Full disclosure: I don’t entirely trust Yelich’s 20-homer breakthrough seeing as he needed an elite home run-to-fly ball rate just to achieve that modest total, but his production through age 24 rates well historically. We may not have seen his best yet.

Yet another player whose upside is difficult to ascertain, Sanchez was nonetheless a top-20 starting pitcher last year and offers every incentive to hold on to him with a late round pick, especially since his prospect pedigree suggests he may not have peaked as a strikeout pitcher.

Valuing partial-season numbers over full-season numbers is always a little presumptuous, but for a high-profile prospect just beginning his major-league career, it may well represent growth. Manaea had a 2.44 ERA, 0.99 WHIP and 8.0 strikeouts per nine innings over his final 14 appearances (13 starts) last season.

Want more partial-season numbers? Nola looked like he was on the path to acedom with a 2.65 ERA, 0.99 WHIP and 9.8 strikeouts per nine innings over his first 12 starts, which seemed plausible enough since he was lauded for his polish and pitchability from the day he was drafted. And since he was eventually shut down with a sprained elbow, I’ll give him a pass for his numbers thereafter.

The Nationals were down on Giolito after he unexpectedly struggled with his command last season, but seeing as he closed it out with a 2.17 ERA, 1.10 WHIP and 9.6 strikeouts per nine innings (to 2.4 walks) in seven starts, I’m thinking they overreacted. You have last year’s top pitching prospect for cheap, so you might as well ride it out.

Giolito’s walk rate was nothing compared to Glasnow’s 5.2 per nine innings, but that’s par for the course for him. He still has unhittable stuff, so if pitching coach Ray Searage can tame him, as he has so many other wild stallions, watch out.

Taillon is a more complete pitcher than Giolito or Glasnow at this stage, but he isn’t as strikeout-oriented.
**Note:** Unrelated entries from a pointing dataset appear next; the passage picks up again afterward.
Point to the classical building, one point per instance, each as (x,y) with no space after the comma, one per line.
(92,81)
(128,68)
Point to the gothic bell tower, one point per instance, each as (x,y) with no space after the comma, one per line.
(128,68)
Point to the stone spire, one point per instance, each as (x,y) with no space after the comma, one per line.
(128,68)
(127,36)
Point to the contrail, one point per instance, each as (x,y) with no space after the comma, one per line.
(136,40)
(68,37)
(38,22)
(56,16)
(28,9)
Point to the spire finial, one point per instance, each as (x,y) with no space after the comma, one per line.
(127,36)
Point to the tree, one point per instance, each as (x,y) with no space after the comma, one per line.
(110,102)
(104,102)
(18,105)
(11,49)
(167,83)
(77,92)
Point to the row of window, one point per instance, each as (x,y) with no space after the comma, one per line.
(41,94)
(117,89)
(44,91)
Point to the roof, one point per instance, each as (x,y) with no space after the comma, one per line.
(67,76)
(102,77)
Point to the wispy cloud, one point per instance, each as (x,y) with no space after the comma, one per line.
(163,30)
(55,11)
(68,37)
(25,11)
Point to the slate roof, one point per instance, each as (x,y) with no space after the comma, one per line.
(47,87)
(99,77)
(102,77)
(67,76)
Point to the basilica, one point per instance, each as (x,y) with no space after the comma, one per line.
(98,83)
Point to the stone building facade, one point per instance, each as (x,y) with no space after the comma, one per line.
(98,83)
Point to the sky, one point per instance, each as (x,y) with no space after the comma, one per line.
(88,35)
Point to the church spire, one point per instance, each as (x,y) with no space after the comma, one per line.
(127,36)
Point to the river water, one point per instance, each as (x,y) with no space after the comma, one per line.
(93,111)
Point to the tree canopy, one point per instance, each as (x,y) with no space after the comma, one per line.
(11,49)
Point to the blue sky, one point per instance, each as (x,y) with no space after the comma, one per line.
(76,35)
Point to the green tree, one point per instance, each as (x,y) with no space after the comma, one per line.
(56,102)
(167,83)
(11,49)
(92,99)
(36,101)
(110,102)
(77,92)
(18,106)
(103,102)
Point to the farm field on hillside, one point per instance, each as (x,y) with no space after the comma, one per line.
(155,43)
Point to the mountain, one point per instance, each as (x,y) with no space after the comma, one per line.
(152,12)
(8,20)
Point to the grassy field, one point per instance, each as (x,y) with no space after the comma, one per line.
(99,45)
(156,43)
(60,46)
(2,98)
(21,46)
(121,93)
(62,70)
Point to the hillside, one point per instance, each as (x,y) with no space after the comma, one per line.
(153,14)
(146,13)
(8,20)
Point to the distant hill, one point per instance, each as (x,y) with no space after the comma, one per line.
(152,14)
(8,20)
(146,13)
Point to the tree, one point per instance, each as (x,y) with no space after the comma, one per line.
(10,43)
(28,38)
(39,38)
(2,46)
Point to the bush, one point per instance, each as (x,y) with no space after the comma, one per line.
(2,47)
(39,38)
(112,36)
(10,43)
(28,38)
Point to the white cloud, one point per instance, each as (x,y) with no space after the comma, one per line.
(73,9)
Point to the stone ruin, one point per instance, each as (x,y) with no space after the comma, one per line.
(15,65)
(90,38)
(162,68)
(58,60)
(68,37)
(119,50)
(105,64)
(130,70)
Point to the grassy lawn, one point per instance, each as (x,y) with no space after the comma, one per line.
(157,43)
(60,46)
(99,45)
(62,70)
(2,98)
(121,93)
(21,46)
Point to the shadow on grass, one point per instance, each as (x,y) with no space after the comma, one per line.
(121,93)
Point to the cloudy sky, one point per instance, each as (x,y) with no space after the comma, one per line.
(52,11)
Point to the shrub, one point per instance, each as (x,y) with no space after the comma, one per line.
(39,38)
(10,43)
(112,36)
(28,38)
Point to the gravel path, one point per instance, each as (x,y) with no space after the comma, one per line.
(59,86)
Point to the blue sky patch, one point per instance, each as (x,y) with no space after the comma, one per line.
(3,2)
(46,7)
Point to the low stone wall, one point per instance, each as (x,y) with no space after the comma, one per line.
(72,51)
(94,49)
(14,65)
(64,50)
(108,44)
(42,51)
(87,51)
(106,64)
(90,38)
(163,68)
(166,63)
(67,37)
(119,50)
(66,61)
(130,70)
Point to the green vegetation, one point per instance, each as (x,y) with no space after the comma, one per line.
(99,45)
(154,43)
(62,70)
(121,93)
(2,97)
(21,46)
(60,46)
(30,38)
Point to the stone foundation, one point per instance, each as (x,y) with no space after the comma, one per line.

He compares more to Nola and may have similar breakout in store, so you’re obviously not letting him go after a strong rookie season.

The high turnover rate and general elasticity of the closer role makes it not so great for mining for keepers, but when one comes up throwing 102 and leading stalwarts like Aroldis Chapman and Kenley Jansen in strikeouts per nine innings, it’s worth getting in on the ground floor.

Snell showed electric stuff as a rookie, but he didn’t laugh at his control issues quite the way Alex Reyes did. Still, with his similar pedigree and keeper cost, the gap between Nos. 28 and 47 is narrower than it looks.

Sometimes high-ceiling players are worth locking in at what could be a discount even if it’s not immediate. The year Russell breaks through with early-round numbers, as his pedigree suggests he could, you’ll be too late.

With a 2.75 ERA, 0.96 WHIP and 10.8 strikeouts per nine innings last season, Herrera has the look of a stud closer for an organization known for generating him. His ascension wasn’t expected heading into the offseason, but if you did have the foresight to roster him, you know have him for cheap, cheap, cheap.

This might seem kind of low for the reigning AL Rookie of the Year, but the way Fulmer’s strikeout rate suffered over the course of the season, dropping to 6.6 per nine innings in the second half, makes me wonder if he tops out as a mid-tier pitcher and not the ace Giolito and Glasnow could become.

Had to squeeze Mazara in here because a top prospect who comes in with minimal fanfare, keeping the price low, and hits 20 homers as a 21-year-old is too promising not to retain in this format even if some of his peripherals make him a liability for the time being.